Gaeco mira ex-servidores da Prefeitura de São Paulo em esquema de fraude em licitação de R$ 1 bilhão

Operação Ar Frio busca provas contra dois ex-funcionários exonerados em março, suspeitos de direcionar compra milionária de ar-condicionado em troca de propina

Diligências em endereços dos investigados visam coletar provas para inquérito sobre fraudes em processos licitatórios - Imagem: Divulgação/MP-SP
Diligências em endereços dos investigados visam coletar provas para inquérito sobre fraudes em processos licitatórios - Imagem: Divulgação/MP-SP

Letícia Sales Publicado em 07/07/2026, às 08h01


O Grupo de Atuação Especial de Combate ao Crime Organizado (Gaeco), do Ministério Público de São Paulo, deflagrou nesta terça-feira (7) a Operação Ar Frio, com o objetivo de cumprir mandados de busca contra dois ex-servidores da Prefeitura de São Paulo. Os alvos são investigados por fraudar processos licitatórios em benefício próprio, favorecendo empresas e grupos previamente combinados em troca de vantagens indevidas.

Os dois profissionais foram exonerados de seus cargos em março deste ano. Um deles atuava na Secretaria Municipal de Infraestrutura e Obras, enquanto o outro ocupava a função de coordenador de licitações na Secretaria Municipal das Subprefeituras. Nem a sede da prefeitura nem as secretarias envolvidas foram alvo das buscas realizadas nesta terça.

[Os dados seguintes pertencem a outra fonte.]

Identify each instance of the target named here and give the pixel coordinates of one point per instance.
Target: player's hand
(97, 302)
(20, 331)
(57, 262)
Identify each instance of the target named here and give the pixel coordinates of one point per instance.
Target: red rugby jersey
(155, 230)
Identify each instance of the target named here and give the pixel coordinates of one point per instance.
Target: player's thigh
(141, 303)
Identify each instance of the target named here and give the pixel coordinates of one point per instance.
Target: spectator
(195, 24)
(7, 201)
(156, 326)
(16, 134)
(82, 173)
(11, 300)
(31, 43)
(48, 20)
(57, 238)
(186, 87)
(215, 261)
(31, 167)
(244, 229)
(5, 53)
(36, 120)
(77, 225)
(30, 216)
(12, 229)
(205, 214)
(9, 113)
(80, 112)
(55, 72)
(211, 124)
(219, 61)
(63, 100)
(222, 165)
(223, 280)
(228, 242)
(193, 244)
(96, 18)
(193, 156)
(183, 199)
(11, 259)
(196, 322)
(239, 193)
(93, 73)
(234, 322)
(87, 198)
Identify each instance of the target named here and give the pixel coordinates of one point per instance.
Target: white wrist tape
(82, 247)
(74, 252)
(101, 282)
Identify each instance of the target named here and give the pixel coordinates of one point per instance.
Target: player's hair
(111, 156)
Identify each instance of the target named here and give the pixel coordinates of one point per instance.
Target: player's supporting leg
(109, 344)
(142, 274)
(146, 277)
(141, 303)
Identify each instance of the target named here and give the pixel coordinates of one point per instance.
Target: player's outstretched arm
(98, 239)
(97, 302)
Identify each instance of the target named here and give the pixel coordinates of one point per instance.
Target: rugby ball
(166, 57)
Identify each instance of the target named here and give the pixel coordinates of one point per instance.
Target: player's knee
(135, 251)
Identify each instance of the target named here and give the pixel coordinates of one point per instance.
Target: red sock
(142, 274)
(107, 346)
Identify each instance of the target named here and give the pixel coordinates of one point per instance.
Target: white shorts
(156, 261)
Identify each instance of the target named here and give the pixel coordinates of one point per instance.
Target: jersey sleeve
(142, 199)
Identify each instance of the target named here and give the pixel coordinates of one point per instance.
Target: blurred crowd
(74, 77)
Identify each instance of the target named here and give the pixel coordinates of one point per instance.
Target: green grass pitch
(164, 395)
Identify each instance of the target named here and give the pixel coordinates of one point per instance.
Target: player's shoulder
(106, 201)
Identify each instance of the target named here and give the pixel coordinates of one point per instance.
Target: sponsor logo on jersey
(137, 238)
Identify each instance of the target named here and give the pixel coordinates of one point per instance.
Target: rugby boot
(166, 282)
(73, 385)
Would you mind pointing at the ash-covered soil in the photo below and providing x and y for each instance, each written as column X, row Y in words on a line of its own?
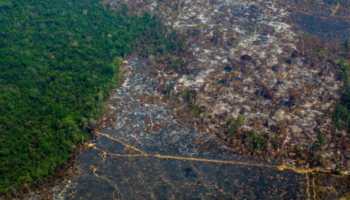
column 132, row 161
column 170, row 133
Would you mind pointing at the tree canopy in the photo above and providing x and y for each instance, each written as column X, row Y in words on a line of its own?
column 58, row 62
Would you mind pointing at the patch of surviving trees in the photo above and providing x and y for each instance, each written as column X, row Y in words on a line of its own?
column 59, row 61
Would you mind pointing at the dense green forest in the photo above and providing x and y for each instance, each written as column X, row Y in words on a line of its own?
column 58, row 62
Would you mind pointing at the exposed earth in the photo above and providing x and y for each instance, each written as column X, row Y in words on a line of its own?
column 238, row 118
column 247, row 60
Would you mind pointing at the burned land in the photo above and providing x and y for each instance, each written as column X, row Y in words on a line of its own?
column 254, row 88
column 245, row 107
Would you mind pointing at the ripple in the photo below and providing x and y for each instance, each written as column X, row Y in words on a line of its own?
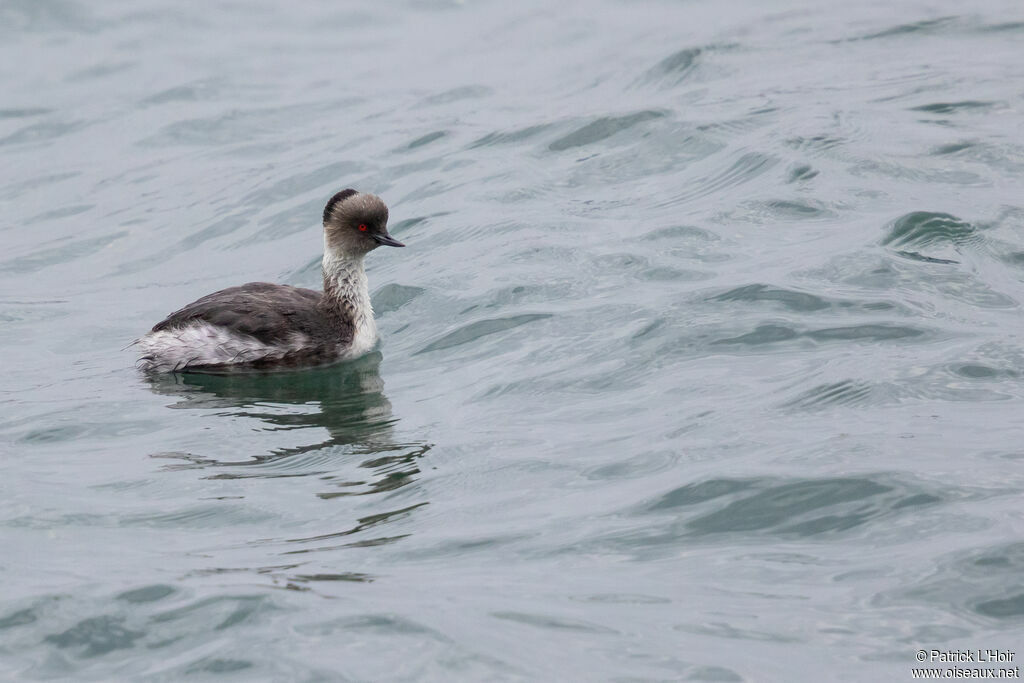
column 510, row 137
column 24, row 113
column 548, row 622
column 96, row 636
column 426, row 139
column 809, row 507
column 392, row 296
column 923, row 27
column 763, row 334
column 791, row 299
column 847, row 392
column 868, row 332
column 602, row 129
column 675, row 68
column 800, row 173
column 952, row 108
column 748, row 167
column 473, row 331
column 926, row 228
column 42, row 132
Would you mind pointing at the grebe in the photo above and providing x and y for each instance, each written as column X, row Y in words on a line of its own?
column 266, row 326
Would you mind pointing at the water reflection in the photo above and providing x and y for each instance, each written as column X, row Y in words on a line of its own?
column 346, row 401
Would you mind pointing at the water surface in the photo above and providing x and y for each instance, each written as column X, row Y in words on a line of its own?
column 702, row 363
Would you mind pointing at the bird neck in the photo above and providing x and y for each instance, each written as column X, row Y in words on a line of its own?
column 346, row 293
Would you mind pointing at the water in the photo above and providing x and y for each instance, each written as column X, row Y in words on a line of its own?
column 704, row 360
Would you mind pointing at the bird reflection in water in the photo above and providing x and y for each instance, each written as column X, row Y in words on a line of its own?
column 347, row 400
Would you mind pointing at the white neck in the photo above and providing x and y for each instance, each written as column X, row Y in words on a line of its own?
column 345, row 283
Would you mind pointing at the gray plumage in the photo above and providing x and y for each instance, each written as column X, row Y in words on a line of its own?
column 261, row 325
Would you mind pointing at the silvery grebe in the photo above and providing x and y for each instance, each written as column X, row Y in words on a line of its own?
column 266, row 326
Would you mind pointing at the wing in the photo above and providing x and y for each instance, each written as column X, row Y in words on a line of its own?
column 271, row 313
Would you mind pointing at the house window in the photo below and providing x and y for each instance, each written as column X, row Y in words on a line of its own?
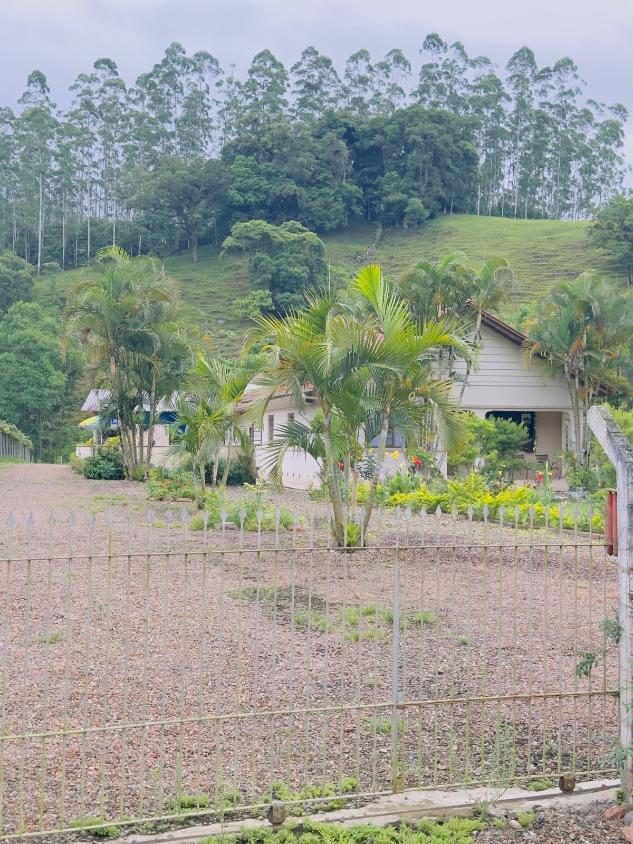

O caso do ar-condicionado bilionário

No centro da investigação está uma licitação avaliada em R$ 1 bilhão, destinada à compra de aparelhos de ar-condicionado para prédios públicos. O processo chegou a ser suspenso em meio às suspeitas de irregularidades, mas foi retomado depois que os dois servidores deixaram seus cargos.

A denúncia que deu origem à apuração chegou ao Ministério Público em fevereiro. Segundo o órgão, os fatos investigados teriam ocorrido entre 2022 e 2025, período em que os ex-servidores estariam atuando para direcionar contratos públicos a fornecedores específicos.

Suspeita de enriquecimento incompatível

Uma das principais linhas de apuração busca confirmar se os investigados receberam propina pelo direcionamento das licitações. O indício mais forte, segundo o MP, é a incompatibilidade entre o patrimônio acumulado pelos dois e os rendimentos que declararam formalmente.

Em nota, o Ministério Público afirmou que "os valores obtidos seriam incompatíveis com os rendimentos formalmente declarados pelos investigados, havendo indícios de aquisição de imóveis, veículos e outros bens por meio de interpostas pessoas, o que, em tese, pode configurar também ocultação de patrimônio de origem ilícita".

Buscas e apreensões

As diligências desta terça-feira foram realizadas em endereços ligados aos dois ex-servidores, tanto na capital paulista quanto em municípios da região metropolitana. A ação teve como finalidade recolher documentos e outros materiais que possam contribuir para o avanço do inquérito. Os celulares dos dois investigados foram apreendidos pelas equipes do Gaeco.

Possíveis crimes

De acordo com o Ministério Público, as condutas apuradas podem, em tese, configurar os crimes de corrupção, fraude em licitações e lavagem de capitais. A investigação segue em andamento e novas fases podem ser deflagradas conforme o avanço das apurações.